The Fort Sumter Hotel's claim to fame was the individuals who stayed there. The most notable being John F. Kennedy. It is a story similar to the Brad Pitt and Marion Cotillard movie called "Allied." At the time, he was a young Naval intelligence officer. John's father had him transferred to Charleston to distance him from a woman introduced to him by his sister. Despite his father's objections, the two kept in contact, and the woman would visit JFK in Charleston. The date was February of 1942. The room number was 132. For several nights, JFK engaged in a romantic rendevous with Inga Arvad, a former Miss Denmark. Adolf Hitler described her as the "perfect Nordic beauty." She was suspected to be a Nazi spy by the FBI because of her connections with Hitler. The room was bugged. The ensuing scandal changed the course of history. JFK's father had his son reassigned to a PT boat in the Pacific after getting word of their encounters at the hotel.

In April 1947, Tennessee Williams and Agent Audrey Wood met at the hotel with Irene Selznick, the wife of David O. Selznick of "Gone with the Wind" fame. They came to discuss her producing Williams' newest play, "A Streetcar Named Desire." Williams hand wrote scenes for the play on the hotel stationery. This fact was mentioned in a New York Post article called Get a piece of Brando for half a million where it stated, "Bundled into a bunch of boxes are the original typewritten manuscript with Williams’ scribbled changes in the margins; scenes he wrote on stationery from the Fort Sumter Hotel in Charleston, S.C..."
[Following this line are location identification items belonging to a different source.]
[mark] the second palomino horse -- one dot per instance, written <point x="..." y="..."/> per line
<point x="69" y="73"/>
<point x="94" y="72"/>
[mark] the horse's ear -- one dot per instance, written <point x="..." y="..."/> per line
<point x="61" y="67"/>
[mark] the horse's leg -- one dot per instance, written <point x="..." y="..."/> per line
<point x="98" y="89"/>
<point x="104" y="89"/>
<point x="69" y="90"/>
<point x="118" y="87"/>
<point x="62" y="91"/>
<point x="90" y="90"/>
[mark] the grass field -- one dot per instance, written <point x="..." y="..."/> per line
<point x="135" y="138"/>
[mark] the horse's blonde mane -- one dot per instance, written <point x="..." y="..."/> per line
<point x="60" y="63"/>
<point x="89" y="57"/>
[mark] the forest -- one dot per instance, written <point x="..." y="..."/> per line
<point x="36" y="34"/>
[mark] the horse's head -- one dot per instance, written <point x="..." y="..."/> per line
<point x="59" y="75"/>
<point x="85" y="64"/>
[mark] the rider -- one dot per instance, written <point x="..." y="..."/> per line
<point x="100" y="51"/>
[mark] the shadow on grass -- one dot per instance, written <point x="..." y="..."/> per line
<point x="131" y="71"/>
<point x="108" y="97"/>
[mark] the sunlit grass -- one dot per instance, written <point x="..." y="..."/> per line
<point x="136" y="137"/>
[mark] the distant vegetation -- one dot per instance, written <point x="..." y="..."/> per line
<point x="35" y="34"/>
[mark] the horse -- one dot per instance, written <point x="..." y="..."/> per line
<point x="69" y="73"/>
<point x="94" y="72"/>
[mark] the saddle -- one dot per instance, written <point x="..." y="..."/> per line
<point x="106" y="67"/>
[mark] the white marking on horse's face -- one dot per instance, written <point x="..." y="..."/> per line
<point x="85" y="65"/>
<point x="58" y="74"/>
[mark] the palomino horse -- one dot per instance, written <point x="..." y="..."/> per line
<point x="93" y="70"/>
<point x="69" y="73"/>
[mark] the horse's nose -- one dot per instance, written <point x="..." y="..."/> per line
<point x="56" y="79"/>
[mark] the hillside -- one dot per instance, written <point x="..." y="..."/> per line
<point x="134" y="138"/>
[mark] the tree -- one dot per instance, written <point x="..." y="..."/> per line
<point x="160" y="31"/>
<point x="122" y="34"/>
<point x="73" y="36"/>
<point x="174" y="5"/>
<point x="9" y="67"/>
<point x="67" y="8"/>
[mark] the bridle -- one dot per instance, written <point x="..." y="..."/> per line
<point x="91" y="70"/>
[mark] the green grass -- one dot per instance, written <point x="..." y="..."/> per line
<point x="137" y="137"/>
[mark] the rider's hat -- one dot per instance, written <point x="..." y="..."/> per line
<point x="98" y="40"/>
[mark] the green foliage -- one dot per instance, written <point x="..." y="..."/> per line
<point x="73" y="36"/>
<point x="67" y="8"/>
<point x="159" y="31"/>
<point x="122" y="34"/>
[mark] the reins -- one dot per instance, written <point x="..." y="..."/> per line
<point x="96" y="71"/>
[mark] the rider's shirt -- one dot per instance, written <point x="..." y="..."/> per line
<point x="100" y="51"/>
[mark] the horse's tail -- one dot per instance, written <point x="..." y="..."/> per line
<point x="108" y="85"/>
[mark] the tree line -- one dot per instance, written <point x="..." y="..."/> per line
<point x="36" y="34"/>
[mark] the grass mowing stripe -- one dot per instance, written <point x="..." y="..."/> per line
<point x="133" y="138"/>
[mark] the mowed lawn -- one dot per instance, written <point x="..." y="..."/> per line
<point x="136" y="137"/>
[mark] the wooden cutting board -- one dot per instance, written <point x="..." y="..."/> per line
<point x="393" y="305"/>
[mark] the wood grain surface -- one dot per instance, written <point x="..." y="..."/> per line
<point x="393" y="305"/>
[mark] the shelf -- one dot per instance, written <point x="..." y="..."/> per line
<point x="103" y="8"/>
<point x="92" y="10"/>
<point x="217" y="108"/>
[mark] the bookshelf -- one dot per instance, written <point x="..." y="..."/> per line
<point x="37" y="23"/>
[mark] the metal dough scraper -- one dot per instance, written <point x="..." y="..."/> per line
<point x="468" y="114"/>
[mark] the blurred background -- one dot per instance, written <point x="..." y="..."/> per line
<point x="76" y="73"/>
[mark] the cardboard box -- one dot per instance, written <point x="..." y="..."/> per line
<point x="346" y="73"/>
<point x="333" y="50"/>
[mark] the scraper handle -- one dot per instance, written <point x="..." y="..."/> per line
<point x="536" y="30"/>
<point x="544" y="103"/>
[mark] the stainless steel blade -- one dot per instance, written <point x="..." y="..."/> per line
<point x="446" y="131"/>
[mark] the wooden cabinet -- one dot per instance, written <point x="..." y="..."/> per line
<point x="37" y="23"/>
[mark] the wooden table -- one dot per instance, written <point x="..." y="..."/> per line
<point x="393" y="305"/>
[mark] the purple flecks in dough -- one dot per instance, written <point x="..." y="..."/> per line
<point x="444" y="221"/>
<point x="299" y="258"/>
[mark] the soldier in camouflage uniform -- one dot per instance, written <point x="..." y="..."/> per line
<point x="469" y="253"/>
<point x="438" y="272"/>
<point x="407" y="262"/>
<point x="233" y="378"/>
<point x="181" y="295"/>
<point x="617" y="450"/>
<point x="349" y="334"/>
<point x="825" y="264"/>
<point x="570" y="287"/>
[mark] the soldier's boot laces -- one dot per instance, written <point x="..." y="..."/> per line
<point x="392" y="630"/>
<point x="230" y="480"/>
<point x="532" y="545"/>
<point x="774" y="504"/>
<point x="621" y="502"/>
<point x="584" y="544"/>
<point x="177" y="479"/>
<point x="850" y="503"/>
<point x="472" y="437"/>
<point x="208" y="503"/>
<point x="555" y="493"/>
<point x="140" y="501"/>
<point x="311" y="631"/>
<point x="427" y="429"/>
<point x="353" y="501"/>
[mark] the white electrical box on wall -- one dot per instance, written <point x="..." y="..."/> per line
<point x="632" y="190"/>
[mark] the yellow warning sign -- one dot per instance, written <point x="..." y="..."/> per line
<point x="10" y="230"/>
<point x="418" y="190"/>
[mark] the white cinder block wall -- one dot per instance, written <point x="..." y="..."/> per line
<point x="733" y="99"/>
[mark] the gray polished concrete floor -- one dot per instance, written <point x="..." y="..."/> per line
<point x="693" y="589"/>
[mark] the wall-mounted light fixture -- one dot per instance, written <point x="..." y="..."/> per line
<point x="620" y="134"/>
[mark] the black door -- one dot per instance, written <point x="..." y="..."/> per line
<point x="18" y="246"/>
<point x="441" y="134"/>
Alfred Hutty, an American artist and one of the leading figures in the Charleston Renaissance, completed a mural of the Attack on Fort Sumter for the lobby of the Fort Sumter Hotel in 1949. Throughout the 1950s, Hutty's works were on permanent exhibit at the hotel. His original mural was removed from the hotel and moved to a museum. Since that time, the residents commissioned a reproduction of the mural for the lobby of the building. I have included a photograph of the mural as you see it today. The lobby is stunning.


The scene along the Murray Blvd seawall during the hotel's active years was quite different from what you see as you stroll that stretch of the Ashley river now. Docks extended from Murray Boulevard out into the river along the wall. Boats would drop off and pick up hotel guests at the docks, also used for sunbathing and swimming. They were removed in the early 1970s, just before the hotel closed. Many Charlestonians refer to the Fort Sumter House as the "grande dame."